= Nishiiwai District, Iwate =

District in Iwate prefecture, Japan

- Japan > Tōhoku region > Iwate Prefecture > Nishiiwai District

Location of Nishiiwai District in Iwate Prefecture

Nishiiwai (西磐井郡, Nishiiwai-gun) is a district located in Iwate Prefecture, Japan.

As of June 1, 2019, the district has an estimated population of 7,440 with a density of 117 pd/sqkm.

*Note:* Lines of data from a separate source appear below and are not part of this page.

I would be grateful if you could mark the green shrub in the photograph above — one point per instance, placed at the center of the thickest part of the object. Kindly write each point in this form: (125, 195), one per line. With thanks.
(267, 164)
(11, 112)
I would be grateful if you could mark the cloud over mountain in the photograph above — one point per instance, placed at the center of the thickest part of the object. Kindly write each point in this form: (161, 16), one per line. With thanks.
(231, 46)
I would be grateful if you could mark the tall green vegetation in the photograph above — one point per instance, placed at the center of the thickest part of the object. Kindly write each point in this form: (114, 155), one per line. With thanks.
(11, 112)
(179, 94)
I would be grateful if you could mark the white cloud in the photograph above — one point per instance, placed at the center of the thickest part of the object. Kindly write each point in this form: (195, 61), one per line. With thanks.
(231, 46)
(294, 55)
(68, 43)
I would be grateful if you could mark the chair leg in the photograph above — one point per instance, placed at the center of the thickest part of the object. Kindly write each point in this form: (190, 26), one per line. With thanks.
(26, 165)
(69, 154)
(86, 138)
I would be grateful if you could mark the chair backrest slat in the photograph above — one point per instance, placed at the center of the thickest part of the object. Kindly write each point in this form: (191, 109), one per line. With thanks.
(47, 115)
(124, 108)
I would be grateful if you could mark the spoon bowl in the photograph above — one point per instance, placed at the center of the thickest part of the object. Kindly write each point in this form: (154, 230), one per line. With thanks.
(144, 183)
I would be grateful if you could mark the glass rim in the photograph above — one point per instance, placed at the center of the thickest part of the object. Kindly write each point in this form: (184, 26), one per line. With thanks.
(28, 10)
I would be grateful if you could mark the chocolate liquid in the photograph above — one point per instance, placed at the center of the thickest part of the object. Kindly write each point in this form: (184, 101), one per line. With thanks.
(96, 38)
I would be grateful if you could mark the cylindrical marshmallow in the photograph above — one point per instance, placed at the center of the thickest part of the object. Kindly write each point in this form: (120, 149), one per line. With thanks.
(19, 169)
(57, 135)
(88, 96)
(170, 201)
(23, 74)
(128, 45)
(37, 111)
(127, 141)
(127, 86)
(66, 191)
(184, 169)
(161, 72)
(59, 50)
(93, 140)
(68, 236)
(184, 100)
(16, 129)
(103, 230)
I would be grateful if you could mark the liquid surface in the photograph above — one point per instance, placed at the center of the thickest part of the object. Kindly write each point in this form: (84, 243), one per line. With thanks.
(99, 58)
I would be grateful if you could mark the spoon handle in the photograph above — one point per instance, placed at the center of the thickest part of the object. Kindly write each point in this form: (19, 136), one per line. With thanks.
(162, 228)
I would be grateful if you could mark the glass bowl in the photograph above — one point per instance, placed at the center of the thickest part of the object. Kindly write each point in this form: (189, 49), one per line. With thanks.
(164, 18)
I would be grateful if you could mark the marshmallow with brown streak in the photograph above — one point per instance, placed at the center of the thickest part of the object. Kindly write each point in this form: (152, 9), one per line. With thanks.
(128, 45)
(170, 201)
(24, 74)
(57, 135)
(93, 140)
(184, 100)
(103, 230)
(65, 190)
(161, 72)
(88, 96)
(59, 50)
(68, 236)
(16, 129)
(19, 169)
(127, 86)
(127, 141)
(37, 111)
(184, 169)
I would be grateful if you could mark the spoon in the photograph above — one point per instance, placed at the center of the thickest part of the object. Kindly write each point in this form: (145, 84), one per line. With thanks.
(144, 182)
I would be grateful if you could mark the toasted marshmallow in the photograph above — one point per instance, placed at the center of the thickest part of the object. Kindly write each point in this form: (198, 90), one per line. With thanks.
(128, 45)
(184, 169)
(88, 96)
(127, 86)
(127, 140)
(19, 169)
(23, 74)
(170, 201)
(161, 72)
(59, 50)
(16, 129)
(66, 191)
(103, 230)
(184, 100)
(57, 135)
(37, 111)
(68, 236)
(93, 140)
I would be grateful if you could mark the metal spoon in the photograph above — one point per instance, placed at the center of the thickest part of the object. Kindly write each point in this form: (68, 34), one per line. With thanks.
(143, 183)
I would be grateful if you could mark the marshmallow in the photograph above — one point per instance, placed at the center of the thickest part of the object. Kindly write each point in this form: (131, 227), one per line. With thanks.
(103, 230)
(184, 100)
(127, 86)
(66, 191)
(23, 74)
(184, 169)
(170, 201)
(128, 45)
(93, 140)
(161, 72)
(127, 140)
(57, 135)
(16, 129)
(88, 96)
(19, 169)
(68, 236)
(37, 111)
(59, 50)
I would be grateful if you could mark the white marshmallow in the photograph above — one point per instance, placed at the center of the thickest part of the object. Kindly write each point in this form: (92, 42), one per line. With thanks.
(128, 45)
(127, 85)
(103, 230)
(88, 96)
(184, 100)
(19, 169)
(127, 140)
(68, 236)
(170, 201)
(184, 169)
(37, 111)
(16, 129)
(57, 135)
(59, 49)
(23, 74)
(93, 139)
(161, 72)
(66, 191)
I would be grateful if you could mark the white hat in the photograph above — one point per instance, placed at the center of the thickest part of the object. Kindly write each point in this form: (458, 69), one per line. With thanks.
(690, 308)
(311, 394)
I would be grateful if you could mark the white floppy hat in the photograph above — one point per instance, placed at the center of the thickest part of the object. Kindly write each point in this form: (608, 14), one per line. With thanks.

The total area is 63.39 km2.

After the third city of Ichinoseki creation on September 20, 2005, the district has only one town left.
- Hiraizumi

==Post-WWII timeline==
- January 1, 1948 - The village of Yamame gained town status.
- April 1, 1948 - The town of Ichinoseki, Yamame, Nakasato, and Madaki merged to form the city of Ichinoseki (1st generation).
- October 1, 1953 - The village of Hiraizumi gained town status.
- January 1, 1955
  - The villages of Yasaka, Hagisho, and Ganmi merged with the village of Maikawa from Higashiiwai District and the city of Ichinoseki (1st generation) to form the city of Ichinoseki (2nd generation).
  - The village of Hanaizumi, Nagai, Dotsu, Aburajima, Oimatsu, and Higata merged to form the town of Hanaizumi.
- April 15, 1955 - The town of Hiraizumi merged with the village of Nagashima from Higashiiwai District to form the town of Hiraizumi.
- September 1, 1956 - The city of Ichinoseki (2nd generation) absorbed parts of the town of Hiraizumi.
- September 30, 1956 - The village of Kanazawa was merged into the town of Hanaizumi.
- May 1, 1964 - The city of Ichinoseki (2nd generation) absorbed parts of the town of Hiraizumi for the second time.
- September 20, 2005 - The town of Hanaizumi merged with the towns of Daitō, Higashiyama and Senmaya, and the villages of Kawasaki and Murone, all from Higashiiwai District, and the old city of Ichinoseki (2nd generation) to create the new city of Ichinoseki (3rd generation).